The Florida Guard’s 3rd Battalion, 265th Air Defense Artillery Regiment — also known as Task Force Lightning — will work with other Defense Department agencies to shield the National Capital Region from airborne threats for a year-long air defense mission.
The group of air defenders sharpened the skills necessary for their work with the region’s Integrated Air Defense System here and at nearby Oro Grande Base Camp. Trainers from First Army Division West’s 1st Battalion, 362nd Air Defense Artillery, 5th Armored Brigade, also known as the Renegades, were tasked to ensure the Florida unit was mission-ready, and began their training partnership with Task Force Lightning in February.
“The real key to success is the initial assessment where a training plan is put in place that will ensure the units success,” said Renegades Senior Observer Controller/Trainer Master Sgt. Nathaniel Knox. The Renegades conducted an initial assessment of the unit’s capabilities, and a training plan was developed that was designed to guarantee a successful deployment to the region.
After the assessment, the Renegades sent members of their team to Florida to observe Task Force Lightning and provide the unit feedback during weekend battle assemblies. A pre-certification was held in April to check the progress of the unit as they continued their preparation, and a final training opportunity was presented to the guard unit in June with Exercise America’s Shield. This was the last chance for the soldiers to practice their engagement skills with aircraft similar to the ones they would encounter during its final test — the culminating training event — that would certify they were ready for deployment.
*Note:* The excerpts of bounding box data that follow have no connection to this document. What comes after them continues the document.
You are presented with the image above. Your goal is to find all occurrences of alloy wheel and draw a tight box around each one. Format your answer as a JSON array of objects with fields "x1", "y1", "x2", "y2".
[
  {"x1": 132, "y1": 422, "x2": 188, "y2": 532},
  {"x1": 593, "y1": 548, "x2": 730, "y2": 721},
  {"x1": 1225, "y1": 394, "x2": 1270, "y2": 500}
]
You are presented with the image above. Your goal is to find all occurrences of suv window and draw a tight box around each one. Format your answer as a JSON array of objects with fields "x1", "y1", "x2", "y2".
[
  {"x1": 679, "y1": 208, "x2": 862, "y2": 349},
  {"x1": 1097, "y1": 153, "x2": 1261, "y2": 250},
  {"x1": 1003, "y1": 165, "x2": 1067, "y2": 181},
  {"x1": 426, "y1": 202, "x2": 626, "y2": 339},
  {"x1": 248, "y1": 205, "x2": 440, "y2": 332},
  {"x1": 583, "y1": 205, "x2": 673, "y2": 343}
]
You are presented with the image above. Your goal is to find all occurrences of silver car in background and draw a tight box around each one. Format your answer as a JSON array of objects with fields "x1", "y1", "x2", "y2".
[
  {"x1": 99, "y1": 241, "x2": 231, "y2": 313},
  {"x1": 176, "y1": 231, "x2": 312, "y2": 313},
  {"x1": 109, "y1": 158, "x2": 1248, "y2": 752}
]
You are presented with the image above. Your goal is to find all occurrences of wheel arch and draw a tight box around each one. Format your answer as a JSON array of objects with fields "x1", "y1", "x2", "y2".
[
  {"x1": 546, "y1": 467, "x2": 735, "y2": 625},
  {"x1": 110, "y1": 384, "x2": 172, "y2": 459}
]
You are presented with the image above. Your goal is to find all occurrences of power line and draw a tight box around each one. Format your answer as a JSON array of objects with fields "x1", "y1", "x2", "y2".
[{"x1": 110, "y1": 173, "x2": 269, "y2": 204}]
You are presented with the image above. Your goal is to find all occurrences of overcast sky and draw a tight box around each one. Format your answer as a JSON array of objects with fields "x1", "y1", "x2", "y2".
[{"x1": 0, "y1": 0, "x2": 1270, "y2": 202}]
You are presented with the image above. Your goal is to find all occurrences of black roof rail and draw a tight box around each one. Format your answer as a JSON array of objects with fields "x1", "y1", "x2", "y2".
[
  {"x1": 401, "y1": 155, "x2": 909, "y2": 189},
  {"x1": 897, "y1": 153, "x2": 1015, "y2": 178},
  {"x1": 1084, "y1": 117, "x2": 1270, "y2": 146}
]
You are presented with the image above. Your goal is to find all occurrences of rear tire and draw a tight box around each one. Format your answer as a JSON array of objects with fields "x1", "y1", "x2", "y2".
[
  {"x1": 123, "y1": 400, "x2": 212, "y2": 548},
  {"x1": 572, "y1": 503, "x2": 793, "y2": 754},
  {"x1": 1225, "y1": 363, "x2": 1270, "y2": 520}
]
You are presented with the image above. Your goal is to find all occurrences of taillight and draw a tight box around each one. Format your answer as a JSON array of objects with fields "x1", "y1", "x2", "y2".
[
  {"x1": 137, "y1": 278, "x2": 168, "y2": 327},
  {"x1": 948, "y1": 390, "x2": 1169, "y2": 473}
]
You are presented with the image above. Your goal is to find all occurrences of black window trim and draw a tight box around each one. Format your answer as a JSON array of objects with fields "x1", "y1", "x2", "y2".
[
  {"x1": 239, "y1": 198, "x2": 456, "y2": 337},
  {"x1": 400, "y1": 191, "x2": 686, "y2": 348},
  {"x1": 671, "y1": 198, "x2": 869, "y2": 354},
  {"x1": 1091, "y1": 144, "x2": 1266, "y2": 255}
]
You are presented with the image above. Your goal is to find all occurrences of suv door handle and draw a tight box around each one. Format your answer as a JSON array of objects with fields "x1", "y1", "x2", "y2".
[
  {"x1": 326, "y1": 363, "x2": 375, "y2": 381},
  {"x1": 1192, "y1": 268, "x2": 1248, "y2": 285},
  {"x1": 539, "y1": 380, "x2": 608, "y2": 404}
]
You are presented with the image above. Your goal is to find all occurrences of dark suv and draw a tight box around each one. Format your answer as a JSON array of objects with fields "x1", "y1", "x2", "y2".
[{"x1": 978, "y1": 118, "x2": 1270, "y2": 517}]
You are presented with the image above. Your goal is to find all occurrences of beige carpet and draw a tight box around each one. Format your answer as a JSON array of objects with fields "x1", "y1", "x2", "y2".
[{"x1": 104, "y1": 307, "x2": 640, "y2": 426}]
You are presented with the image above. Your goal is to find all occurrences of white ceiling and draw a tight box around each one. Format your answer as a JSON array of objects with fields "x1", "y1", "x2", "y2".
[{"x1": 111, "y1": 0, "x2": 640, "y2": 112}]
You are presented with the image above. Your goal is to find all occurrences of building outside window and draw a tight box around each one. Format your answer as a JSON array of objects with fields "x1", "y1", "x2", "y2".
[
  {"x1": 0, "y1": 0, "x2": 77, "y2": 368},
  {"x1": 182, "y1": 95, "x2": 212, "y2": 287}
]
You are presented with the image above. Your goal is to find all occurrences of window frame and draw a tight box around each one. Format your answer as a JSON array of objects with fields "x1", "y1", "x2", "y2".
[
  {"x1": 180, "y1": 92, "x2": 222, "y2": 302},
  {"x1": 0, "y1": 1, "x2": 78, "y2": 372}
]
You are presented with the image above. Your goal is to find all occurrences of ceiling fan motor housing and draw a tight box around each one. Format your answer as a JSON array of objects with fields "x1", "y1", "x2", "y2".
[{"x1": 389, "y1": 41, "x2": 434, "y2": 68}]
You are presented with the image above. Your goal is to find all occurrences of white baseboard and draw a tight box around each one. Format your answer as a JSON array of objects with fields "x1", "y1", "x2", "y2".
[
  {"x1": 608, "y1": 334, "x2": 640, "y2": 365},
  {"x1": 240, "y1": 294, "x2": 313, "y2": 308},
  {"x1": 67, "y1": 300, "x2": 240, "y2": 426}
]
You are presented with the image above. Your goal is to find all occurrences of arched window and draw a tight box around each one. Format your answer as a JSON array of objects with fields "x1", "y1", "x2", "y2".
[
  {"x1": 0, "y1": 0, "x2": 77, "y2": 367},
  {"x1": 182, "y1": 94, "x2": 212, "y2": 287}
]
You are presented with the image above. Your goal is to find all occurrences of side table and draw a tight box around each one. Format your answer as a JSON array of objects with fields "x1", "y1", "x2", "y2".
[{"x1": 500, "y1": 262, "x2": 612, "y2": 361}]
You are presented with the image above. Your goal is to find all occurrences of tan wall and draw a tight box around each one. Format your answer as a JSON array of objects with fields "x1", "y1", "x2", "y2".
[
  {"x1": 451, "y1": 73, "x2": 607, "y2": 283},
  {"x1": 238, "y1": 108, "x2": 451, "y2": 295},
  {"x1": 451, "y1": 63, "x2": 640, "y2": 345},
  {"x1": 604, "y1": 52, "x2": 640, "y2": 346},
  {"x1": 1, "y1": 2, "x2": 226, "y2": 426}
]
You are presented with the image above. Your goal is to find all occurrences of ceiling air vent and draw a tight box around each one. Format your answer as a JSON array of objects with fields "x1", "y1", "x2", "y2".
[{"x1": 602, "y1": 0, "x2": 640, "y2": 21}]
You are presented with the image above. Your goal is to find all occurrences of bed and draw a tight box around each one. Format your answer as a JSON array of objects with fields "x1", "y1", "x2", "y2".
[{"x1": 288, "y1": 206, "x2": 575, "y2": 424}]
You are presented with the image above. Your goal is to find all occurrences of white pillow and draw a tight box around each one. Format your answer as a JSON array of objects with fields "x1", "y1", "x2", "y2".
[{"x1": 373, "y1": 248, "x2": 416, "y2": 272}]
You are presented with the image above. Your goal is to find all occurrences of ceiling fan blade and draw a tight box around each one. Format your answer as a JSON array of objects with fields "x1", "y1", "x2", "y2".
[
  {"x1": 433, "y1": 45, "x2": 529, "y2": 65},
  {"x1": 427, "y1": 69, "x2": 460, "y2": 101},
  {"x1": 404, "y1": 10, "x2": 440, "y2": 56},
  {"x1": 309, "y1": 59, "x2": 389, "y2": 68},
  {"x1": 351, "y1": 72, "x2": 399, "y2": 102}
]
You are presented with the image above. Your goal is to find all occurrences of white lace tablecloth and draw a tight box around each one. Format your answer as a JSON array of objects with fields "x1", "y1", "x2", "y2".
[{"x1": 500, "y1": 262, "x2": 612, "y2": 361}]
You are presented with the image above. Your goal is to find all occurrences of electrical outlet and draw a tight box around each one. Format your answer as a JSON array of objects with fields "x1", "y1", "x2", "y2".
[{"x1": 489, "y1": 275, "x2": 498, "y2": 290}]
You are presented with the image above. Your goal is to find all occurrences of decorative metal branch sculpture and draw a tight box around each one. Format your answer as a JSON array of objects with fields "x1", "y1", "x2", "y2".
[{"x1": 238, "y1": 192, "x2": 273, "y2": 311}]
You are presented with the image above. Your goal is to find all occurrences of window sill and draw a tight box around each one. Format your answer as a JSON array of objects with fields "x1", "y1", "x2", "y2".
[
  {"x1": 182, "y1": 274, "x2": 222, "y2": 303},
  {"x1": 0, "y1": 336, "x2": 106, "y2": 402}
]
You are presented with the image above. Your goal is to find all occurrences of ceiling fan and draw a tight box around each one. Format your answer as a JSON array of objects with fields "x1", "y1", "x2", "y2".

The Renegades, with support from the 263rd Army Air and Missile Defense Command of Anderson, S.C.; the Combat Development Integration Division Facility from Fort Bliss; and the Cruise Missile Defense Systems Project Office of Redstone Arsenal, Ala., set out to certify and validate the unit for its upcoming region Integrated Air Defense System mission to protect vital national assets within the region.
The training event began with the Avenger weapon system gunnery certification and Sentinel radar team qualifications, which Task Force Lightning completed with some of the highest proficiency scores on record for the Renegades.
“The general knowledge, (visual aircraft recognition) and certification testing gives the soldiers a lot of additional confidence as they transition into the live flight engagements, said Sgt. 1st Class Richard Wilson, Renegade master gunner.
The event continued throughout the month of August, primarily using multiple variations of live aircraft for simulated missile engagements. The engagement process let teams demonstrate proficiency in exercising a kill chain up to a command-and-control level. The teams simulated short-range air defense missile engagements with those live aircraft such as Cessna, Lear Jet and Beechcraft airframes.
Every training event for a National Guard short-range air defense artillery unit concludes with a live-fire exercise, where all Avenger weapon system team members have the opportunity to fire live Stinger missiles and engage radio-controlled miniature aerial targets. A total of 58 Stinger missiles were fired during the exercise with 50 successful engagements.
“The (live-fire exercise) is a great way to reward the soldiers who have worked so hard for the past month,” said Sgt. 1st Class Virgil Williams, a Renegades observer controller/trainer. “They are given the opportunity to fire live missiles and put into practice the training they have conducted recently for simulated operation,” he said.
“This gives them a great sense of confidence as they move forward to assume the National Capital Region mission.”